Hükümet programında çevre ve enerji

Özgür Gürbüz-BirGün/7 Eylül 2014

62. Hükümet’in programı açıklandı. Programın çevre ve enerji bölümlerinde ‘yeni’ bir şey yok. Programda dikkatimi çeken noktaları kısaca özetlemek isterim.

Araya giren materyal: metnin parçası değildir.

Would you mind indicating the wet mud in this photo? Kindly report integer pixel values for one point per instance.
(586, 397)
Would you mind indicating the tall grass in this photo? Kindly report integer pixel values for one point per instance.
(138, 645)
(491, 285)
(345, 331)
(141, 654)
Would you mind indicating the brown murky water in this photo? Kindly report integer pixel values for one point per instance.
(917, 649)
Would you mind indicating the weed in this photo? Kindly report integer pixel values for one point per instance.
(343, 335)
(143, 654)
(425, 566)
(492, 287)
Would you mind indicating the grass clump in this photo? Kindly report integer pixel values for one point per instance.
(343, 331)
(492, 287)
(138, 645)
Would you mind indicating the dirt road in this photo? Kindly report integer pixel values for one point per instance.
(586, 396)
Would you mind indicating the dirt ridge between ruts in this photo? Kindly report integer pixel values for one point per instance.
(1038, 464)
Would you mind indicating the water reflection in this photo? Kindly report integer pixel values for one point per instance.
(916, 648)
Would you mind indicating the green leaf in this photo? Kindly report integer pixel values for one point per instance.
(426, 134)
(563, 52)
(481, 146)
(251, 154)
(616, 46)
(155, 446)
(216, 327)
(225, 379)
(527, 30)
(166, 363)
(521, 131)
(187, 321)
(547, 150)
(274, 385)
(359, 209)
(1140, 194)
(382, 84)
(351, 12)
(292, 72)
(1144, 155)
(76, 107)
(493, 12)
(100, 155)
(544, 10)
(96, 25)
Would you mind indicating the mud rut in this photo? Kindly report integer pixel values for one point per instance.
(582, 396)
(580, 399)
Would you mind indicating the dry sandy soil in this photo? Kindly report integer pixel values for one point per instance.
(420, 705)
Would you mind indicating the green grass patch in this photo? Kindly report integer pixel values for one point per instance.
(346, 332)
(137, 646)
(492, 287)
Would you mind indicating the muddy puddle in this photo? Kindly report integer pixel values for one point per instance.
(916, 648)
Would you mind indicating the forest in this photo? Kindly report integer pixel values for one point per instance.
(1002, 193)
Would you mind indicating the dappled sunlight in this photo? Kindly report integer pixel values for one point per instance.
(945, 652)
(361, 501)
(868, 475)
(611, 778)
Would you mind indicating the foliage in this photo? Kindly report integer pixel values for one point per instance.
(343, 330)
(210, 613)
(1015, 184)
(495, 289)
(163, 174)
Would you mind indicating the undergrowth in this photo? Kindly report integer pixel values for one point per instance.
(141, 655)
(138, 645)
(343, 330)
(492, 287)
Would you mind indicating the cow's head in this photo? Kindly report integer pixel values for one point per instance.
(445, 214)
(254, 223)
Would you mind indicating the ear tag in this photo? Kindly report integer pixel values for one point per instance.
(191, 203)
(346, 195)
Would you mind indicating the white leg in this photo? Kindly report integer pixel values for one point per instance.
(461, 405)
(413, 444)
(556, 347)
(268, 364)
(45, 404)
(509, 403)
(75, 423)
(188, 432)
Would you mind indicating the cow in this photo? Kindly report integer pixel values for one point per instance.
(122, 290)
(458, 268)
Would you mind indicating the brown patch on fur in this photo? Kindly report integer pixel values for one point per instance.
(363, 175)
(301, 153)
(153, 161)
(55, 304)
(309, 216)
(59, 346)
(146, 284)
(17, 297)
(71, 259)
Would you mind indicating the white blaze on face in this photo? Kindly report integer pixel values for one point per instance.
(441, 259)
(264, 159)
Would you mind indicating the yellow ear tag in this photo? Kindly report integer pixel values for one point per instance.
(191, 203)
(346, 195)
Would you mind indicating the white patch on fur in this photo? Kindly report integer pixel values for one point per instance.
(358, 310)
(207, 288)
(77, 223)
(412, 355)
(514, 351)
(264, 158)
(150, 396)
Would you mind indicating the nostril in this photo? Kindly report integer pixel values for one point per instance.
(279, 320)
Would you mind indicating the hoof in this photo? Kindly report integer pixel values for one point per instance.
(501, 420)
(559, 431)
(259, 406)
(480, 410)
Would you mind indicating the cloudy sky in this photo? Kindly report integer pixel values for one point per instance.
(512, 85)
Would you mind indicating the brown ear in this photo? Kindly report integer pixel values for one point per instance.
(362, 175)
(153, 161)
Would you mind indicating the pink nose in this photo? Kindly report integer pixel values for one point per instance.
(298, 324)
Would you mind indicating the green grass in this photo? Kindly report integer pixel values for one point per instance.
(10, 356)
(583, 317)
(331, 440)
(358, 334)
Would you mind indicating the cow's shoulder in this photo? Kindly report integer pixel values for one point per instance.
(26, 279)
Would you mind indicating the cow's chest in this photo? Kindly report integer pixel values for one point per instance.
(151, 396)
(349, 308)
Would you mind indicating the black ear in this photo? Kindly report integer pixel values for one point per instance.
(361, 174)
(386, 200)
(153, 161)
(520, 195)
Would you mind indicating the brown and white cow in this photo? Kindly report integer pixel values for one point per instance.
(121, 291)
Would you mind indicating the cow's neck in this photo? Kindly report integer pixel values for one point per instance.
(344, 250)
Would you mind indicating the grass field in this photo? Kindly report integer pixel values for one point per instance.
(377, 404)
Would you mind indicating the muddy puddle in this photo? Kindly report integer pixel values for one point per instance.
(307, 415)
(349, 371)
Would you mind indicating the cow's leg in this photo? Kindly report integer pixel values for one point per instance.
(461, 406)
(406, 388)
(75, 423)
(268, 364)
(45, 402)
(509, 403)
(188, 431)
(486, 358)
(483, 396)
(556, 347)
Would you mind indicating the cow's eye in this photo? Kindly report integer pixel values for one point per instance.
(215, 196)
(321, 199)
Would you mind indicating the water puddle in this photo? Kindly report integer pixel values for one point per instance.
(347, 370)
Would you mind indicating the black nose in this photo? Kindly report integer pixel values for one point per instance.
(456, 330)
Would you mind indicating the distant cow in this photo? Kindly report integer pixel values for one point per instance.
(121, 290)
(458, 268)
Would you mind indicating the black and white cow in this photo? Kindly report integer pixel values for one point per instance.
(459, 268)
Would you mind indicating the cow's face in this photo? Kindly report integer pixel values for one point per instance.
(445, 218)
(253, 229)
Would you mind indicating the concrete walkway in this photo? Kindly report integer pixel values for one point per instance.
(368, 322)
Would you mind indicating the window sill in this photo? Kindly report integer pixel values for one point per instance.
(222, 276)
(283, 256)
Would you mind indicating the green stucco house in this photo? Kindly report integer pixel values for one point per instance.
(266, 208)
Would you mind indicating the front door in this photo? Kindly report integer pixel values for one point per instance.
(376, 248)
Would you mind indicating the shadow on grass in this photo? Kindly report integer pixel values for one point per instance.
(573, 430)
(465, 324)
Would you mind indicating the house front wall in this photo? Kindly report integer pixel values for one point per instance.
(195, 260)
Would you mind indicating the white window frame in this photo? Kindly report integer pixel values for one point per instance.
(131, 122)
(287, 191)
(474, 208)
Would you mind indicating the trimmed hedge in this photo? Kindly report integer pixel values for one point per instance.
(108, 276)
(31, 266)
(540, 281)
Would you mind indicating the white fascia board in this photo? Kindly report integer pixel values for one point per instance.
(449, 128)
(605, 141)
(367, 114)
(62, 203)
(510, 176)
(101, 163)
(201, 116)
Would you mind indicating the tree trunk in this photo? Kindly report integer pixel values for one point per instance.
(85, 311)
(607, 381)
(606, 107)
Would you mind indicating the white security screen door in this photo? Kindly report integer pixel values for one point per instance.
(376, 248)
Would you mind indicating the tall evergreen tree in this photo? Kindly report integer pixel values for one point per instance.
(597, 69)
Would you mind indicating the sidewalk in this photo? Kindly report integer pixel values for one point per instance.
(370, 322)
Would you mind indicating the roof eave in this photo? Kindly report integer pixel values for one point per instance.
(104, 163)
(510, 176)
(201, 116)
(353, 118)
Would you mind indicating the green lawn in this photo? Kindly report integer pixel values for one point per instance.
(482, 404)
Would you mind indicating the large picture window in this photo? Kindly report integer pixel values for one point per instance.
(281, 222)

‘Yaşanabilir mekanlar ve çevre’ adı verilen bölüm kente övgüyle başlıyor. Kentler, ‘toplumun gelişmişlik düzeyini belirleyen faktörlerden biri’ kabul edilmiş. “Yüksek standartlarda şehirleşme artık bir zenginlik ve gelişmişlik göstergesi haline gelmiştir” deniyor. AKP döneminde kentte yaşayan nüfusun oranının 9 puan artıp yüzde 73’e ulaşması başarı sayılmış. Daha önce bu köşede yazmıştık. Çin gibi nüfusu 1 milyar 400 milyonu bulan ve Türkiye’nin 12 katı yüzölçümüne sahip bir ülkede dev kentler yaratmak, insanlara hizmet götürmek için tek seçenek olabilir. Buna rağmen Çin’in en kalabalık kenti Şanghay’da ülke nüfusunun yüzde 2’sine yakını yaşıyor. İstanbul’da ise Türkiye nüfusunun yüzde 20’si toplanmış. Ülkedeki her beş kişiden biri İstanbul’da. Türkiye’de dikey büyüme zorunluluk değil. Yer var, iklim müsait… Kaldı ki, tüm kaynağı İstanbul’a aktarmamıza rağmen o kentte de hayat yaşanılmaz bir halde. Trafik, hava kirliliği, su sorunu, yeşil alan yokluğu… Davutoğlu hükümeti bu başarısız kentleşme modelini, programda övüyor ve hataya devam edileceğinin işaretlerini veriyor.

İstanbul’un bina dolmasının nedeni rantın çekiciliği. Bir müteahhit için Nevşehir’e apartman yapmakla İstanbul’a yapmak arasında maliyet açısından fazla fark yok. Ama iş satmaya gelince İstanbul daha fazla gelir getiriyor. Planlama, denetleme gibi mekanizmalar da olmayınca doğal olarak tüm betonlar İstanbul’a dökülüyor. Türkiye aslında hiç yönetilmiyor, kaderine bırakılış. Sadece kentleşme bölümü değil, planın her kısmı elimizde kalıyor. Plandaki iddialar ve gerçekler çelişiyor. İşte size iki örnek:

İddia: AKP döneminde küresel ısınmaya yol açan seragazı emisyonlarının kontrolüne öncelik verildi.
Gerçek: 2002-2012 yılları arasında seragazı emisyonları yüzde 52 oranında arttı. 287 milyon tondan 439 milyon tona çıktı.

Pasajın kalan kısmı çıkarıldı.